Moily’s high profile approvals include coal mining projects in Madhya Pradesh, a contained terminal in Tamil Nadu, and the POSCO steel project in Odisha. POSCO has been resisted for many years by local communities (including rejection by panchayats), and has repeatedly been shown as being in violation of the Forest Rights Act and other legislation. The fact that it was cleared very close to the visit of the Korean President shows how ‘scientific’ MoEF’s decision-making is!

Even as the spokespeople of the UPA tout the Forest Rights Act and “inclusive development” as their main achievements over the last 10 years, one section of the government is going all out to undermine a number of legislations and policies, including the Forest Rights Act, the Forest Conservation Act, and the Panchayat (Extension to Scheduled Areas) Act (PESA). This has been done for example, by relaxing provisions requiringgram sabha consent for linear projects (roads, railway and transmission lines), and refusing to take action where there are clear instances of FRA violations, as in the case of Singrauli in Madhya Pradesh. The setting up of a Cabinet Committee on Investments, with powers to over-ride line ministries, is another example of how the blind pursuit of growth gives short shrift to environment and people’s rights.

This government’s pretence at being pro-poor and pro-rights has come to an end. The political gains that helped the UPA in 2009 through its championing of the FRA, NREGA, Right to Information Act etc will be absent in 2014 due to the manner in which a powerful section of the government has actively undermined these key legislations to benefit a section of industry. This is of course not to say that other mainstream parties will be any better; the BJP’s record in Gujarat, for instance, is an ecological disaster.

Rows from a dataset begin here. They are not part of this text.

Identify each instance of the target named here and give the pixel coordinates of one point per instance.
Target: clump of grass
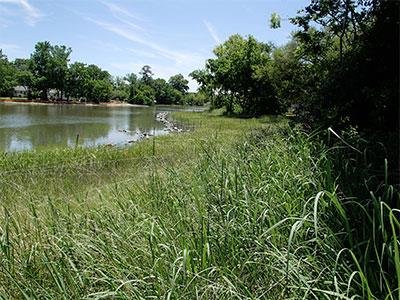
(239, 209)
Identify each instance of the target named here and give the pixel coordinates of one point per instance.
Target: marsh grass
(237, 209)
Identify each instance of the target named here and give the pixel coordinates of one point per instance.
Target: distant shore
(49, 102)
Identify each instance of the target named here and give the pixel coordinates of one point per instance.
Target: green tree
(147, 74)
(239, 77)
(144, 95)
(132, 85)
(59, 67)
(49, 65)
(76, 80)
(24, 76)
(164, 93)
(7, 76)
(120, 89)
(179, 83)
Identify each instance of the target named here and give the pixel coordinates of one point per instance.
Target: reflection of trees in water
(52, 135)
(28, 126)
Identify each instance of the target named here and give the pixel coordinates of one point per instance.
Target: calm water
(24, 126)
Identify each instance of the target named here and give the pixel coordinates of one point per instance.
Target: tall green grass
(237, 209)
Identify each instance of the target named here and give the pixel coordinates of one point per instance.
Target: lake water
(26, 126)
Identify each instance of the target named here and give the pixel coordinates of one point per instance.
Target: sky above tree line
(172, 36)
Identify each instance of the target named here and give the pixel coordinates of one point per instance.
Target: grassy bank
(236, 209)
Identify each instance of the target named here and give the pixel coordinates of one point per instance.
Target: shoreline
(43, 102)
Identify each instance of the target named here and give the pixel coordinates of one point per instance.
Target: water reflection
(24, 126)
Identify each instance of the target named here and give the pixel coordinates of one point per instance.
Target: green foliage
(120, 89)
(198, 99)
(49, 66)
(144, 94)
(245, 209)
(275, 21)
(352, 59)
(238, 78)
(7, 76)
(147, 74)
(179, 83)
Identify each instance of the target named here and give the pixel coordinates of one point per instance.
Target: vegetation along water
(287, 187)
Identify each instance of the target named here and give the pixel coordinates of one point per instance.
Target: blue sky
(172, 36)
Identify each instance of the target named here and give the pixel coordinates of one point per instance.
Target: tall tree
(179, 83)
(147, 74)
(7, 78)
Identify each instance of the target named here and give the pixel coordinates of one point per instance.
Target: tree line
(49, 69)
(340, 67)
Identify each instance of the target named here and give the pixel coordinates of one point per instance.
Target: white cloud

Members of civil society demanded that ahead of the 2014 general elections the government should publicly affirm that the primary mandate of the environment ministry is not to grant clearances and subvert existing legislation, but to protect the environment for public interest, making it an essential player in the UPA government’s stated mandate of inclusive and sustainable development. Such a commitment should be included in the manifestos of all political parties in the run-up to the elections.

Background

Veerappa Moily, union Minister for Petroleum & Natural Gas, took over additional charge of the Environment Ministry on December 24, 2013. He has since publicly claimed that he has cleared more than 70 infrastructure projects worth 1.5lakh crore ($23 billion) in a matter of three weeks, and that he will clear all pending projects by February 15.

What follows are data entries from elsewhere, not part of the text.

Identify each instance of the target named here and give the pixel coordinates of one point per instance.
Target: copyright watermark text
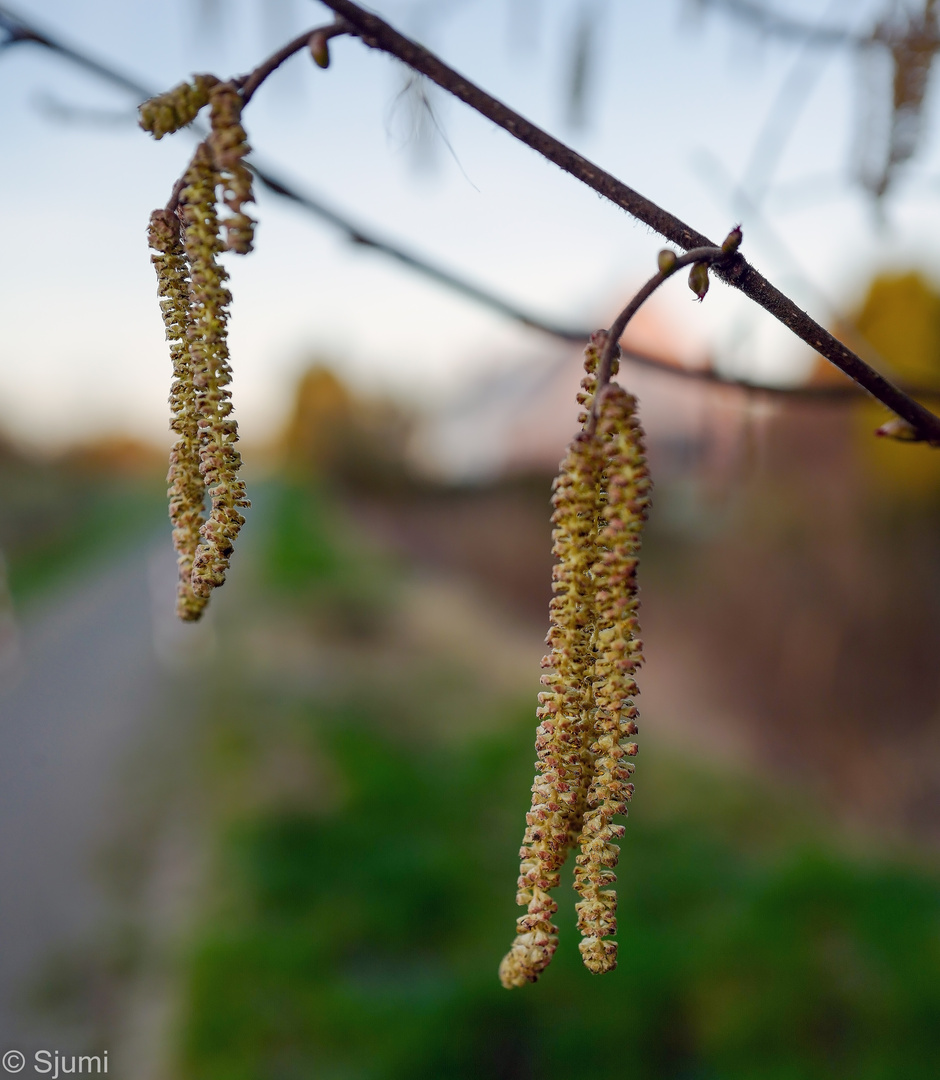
(53, 1064)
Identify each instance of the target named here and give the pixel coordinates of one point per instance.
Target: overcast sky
(677, 103)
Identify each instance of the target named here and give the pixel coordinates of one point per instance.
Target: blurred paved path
(86, 688)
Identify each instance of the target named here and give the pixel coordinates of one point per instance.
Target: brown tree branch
(251, 82)
(738, 272)
(19, 30)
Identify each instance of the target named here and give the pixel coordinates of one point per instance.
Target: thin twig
(251, 82)
(376, 34)
(709, 255)
(19, 30)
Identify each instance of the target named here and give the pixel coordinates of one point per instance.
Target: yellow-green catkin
(559, 781)
(219, 460)
(187, 488)
(617, 656)
(565, 711)
(178, 107)
(228, 145)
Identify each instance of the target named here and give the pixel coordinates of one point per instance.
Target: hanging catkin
(187, 487)
(219, 460)
(617, 656)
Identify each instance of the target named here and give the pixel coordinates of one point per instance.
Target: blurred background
(282, 842)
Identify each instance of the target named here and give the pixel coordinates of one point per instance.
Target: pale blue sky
(82, 345)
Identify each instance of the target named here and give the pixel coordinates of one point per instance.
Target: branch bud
(698, 279)
(733, 241)
(666, 260)
(896, 428)
(320, 49)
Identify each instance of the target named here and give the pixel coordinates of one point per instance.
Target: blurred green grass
(363, 942)
(360, 936)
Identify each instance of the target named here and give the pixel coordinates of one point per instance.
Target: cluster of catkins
(193, 298)
(587, 714)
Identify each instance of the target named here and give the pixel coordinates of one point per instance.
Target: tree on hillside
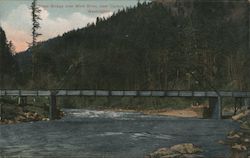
(35, 21)
(35, 12)
(8, 66)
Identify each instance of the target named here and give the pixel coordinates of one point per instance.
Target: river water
(107, 134)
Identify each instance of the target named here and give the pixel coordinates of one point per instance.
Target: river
(107, 134)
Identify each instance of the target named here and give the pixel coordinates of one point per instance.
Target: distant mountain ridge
(151, 46)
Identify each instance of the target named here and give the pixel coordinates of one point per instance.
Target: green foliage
(8, 66)
(201, 46)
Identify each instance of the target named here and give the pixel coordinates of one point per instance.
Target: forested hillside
(8, 66)
(162, 46)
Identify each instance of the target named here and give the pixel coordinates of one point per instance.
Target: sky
(58, 16)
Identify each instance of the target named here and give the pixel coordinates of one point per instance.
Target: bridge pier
(52, 108)
(215, 107)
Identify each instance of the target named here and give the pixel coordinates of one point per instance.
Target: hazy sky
(58, 16)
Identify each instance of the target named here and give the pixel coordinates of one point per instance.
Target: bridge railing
(172, 93)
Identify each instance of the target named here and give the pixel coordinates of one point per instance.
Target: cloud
(17, 25)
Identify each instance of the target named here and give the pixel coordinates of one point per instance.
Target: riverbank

  • The high profile clearances include the POSCO steel plant in Odisha, the Vizhinjam International Container Transshipment Terminal at Thiruvananthapuram and Coal India projects in Madhya Pradesh.
  • At Moily’s insistence, the Ministry has also allowed coal mines producing less than 8 million tonnes annually to expand their capacity by up to 50 per cent without the requirement of mandatory public hearings to consult project-affected communities.
  • The minister also has also exempted linear projects (roads, railway lines etc) from needing to secure the consent of all gram sabhas of villages that they pass through.
  • The minister has also proposed amendments to the Forest (Conservation) Rules to circumvent the provisions These amendments will make it even easier to hand over forest land without complying with the Forest Rights Act which is in direct contradiction to an earlier circular of the MoEF’s from June 2009.
  • There are also fears that with the current spate of clearances the ministry will permit the field trials of Genetically Modified (GM) crops, which has been held back so far on the basis of scientific evidences and fears about impacts to human health and agriculture.

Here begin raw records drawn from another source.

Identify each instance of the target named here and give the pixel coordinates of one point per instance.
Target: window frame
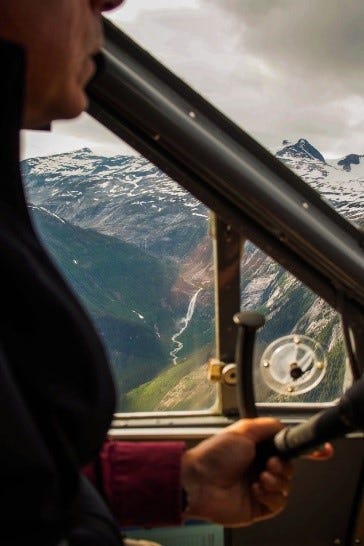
(145, 104)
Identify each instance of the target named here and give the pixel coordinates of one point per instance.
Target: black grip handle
(248, 323)
(347, 416)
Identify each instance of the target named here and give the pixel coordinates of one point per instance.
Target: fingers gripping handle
(347, 416)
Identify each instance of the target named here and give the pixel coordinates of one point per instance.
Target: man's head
(60, 37)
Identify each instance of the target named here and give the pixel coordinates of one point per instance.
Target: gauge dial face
(293, 364)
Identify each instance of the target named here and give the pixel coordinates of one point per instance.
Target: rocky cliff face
(127, 201)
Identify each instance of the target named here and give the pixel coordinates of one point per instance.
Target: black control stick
(248, 323)
(346, 416)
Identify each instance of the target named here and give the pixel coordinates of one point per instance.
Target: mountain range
(134, 246)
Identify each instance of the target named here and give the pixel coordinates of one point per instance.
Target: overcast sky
(282, 69)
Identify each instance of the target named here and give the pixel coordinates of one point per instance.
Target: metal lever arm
(248, 323)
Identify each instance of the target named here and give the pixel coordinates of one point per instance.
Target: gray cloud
(317, 38)
(279, 68)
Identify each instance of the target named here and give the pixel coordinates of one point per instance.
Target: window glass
(135, 248)
(287, 73)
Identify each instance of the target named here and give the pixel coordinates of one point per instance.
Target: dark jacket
(56, 391)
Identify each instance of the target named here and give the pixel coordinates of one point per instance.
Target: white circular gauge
(293, 364)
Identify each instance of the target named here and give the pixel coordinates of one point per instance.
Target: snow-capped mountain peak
(301, 149)
(348, 161)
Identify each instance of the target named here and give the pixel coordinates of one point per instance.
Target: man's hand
(215, 475)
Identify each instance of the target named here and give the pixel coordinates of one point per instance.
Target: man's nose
(106, 5)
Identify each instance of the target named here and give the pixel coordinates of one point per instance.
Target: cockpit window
(134, 246)
(286, 72)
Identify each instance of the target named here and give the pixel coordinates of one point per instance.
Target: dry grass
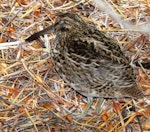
(34, 98)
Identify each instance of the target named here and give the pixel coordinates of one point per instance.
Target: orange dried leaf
(84, 105)
(104, 116)
(146, 124)
(2, 40)
(37, 5)
(36, 14)
(117, 107)
(69, 117)
(110, 126)
(11, 29)
(47, 107)
(24, 2)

Further, A recent circular by the Ministry of Coal of January 15, 2014, to 61 coal block allottees states that cases where Stage II forest clearance has not been obtained will be reviewed by the Coal Ministry. This list includes controversial coal blocks such as Mahan (Madhya Pradesh) and Gare Palma IV/6 (Chhattisgarh) with high social and ecological impacts. As a result, there is a very real fear that the corporations concerned will pressure the UPA for speedy approvals, even though the mandatory processes for Stage II forest clearance have not been fulfilled in letter and spirit.